Now, I find myself constantly meditating on and quoting Scriptures like, "If God be for me, who can be against me?" or "The Lord is my light and my salvation, whom shall I fear?" I sound so obnoxious to myself. But, lately, these verses are more relevant to what I am dealing with spiritually than anything else I read. I see myself becoming one of those Christians I once misunderstood. But, what can I do about it? I have to talk about my faith in abstract terms because nobody can actually see what it is that Dwayne and I have been going through the past several years. It's supernatural. And, unlike most subjects, I haven't been free to just talk about what's happening like it's a bike ride with the kids or a trip to the park on a sunny day. It's the kind of thing I can't take pictures of or even describe in too much detail, otherwise, I might cause confusion and inadvertently give glory and inspire awe toward the enemy who caused the trouble.
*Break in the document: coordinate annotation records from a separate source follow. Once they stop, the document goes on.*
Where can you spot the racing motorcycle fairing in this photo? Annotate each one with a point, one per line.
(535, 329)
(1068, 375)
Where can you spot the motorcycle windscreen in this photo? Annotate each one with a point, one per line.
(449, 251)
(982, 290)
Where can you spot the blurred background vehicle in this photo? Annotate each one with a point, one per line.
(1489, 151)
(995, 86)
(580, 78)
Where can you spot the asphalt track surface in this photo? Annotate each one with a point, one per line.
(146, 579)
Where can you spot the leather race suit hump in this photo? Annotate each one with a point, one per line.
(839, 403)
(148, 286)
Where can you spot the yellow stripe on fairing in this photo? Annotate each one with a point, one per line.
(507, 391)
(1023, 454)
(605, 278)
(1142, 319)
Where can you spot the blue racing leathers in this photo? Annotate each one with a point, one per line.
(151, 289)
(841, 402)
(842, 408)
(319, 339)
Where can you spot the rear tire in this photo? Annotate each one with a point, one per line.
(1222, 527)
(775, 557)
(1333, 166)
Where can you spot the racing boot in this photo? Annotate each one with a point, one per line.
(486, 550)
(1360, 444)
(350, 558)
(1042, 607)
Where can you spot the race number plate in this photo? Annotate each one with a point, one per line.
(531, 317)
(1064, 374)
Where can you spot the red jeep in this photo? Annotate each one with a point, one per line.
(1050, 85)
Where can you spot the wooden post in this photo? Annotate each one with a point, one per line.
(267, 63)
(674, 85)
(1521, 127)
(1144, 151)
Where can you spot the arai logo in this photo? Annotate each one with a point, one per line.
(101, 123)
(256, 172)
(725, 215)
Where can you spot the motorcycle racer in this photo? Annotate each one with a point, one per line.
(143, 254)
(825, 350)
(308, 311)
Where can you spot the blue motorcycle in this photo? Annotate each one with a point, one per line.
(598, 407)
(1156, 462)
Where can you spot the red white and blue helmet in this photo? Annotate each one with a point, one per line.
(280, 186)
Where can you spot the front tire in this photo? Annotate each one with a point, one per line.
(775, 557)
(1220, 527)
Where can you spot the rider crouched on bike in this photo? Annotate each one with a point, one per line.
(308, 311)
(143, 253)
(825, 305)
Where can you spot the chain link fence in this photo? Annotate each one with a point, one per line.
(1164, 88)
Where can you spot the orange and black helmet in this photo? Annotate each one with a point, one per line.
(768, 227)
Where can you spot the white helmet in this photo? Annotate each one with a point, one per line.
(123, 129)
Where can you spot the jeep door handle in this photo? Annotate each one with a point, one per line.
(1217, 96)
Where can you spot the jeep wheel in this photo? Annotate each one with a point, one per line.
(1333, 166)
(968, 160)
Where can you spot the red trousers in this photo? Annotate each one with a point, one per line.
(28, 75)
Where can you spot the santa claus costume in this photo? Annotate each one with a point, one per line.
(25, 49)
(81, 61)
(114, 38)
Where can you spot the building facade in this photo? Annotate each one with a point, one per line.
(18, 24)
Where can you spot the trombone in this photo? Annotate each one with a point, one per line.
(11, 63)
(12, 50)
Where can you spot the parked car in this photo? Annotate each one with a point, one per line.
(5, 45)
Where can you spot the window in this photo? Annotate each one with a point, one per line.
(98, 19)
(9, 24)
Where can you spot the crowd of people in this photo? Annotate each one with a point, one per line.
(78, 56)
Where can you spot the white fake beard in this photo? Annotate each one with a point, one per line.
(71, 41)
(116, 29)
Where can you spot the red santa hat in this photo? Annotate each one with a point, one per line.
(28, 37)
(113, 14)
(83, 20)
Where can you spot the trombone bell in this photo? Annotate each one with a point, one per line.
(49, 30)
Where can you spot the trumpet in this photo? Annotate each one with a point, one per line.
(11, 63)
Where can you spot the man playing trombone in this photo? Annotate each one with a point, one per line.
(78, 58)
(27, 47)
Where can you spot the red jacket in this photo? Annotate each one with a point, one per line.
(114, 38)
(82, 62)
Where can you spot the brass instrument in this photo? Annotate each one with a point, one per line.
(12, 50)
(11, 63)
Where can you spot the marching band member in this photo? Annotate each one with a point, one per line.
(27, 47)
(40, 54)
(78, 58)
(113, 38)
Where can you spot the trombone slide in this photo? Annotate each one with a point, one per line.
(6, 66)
But, what I can tell you is what I told God a while back. I told Him that He is free to make me into whatever version of Christian He sees fit. I came to that point of surrender when Dwayne and I were following God towards a measure of freedom that would cause our more traditional friends and family, even our respected spiritual mentors, who also know and love Christ, who also follow Him, to doubt us. Yet, we still followed God. It was the most painful, pride-wrenching experience we have ever been through. But, we assured the Lord that He could make us "liberals" if He chose to, even as that word put a bitter taste in our mouths.
Recently, though, God has been asking if that offer is still on the table. It seems like He is probing to see just how far we are willing to follow. We've taken our Isaac to the top of the mountain. Now will we prepare the sacrifice? We thought He'd be content with the ground we had already conceded, but now His Spirit is moving and so much so that many Christians we love and respect would probably (and properly) label us not only "liberal" but also "charismatic" at this point: the hand raised, heart abandoned kind, not the fainting, running, shouting kind... at least, not yet. (I say that last part in jest).
But, nothing that God is calling us to contradicts His written word as far as His grace has shown us. In fact, His word seems to confirm our every move, enlightening us about all we have been through and where we are going, so what are we to do but follow? The journey we are on is not ours to direct anyway. It never was, in fact. I was just under some grand illusion when I thought that I could be in control of what I believed or that I had God entirely figured out. I never should have been in control or under the assumption that I knew it all, no matter how right I was sure I had it at one point, I was never supposed to tell God what He could (or could not) proceed to teach me about Himself.
He is the one to be leading. We believers are supposed to give Him control of everything, even that thing which we all hold to be most precious: what we believe about God Himself. He is, after all, the expert on this particular topic. Who are we to tell God Almighty what we should think about anything anyway, least of all what we think about Him?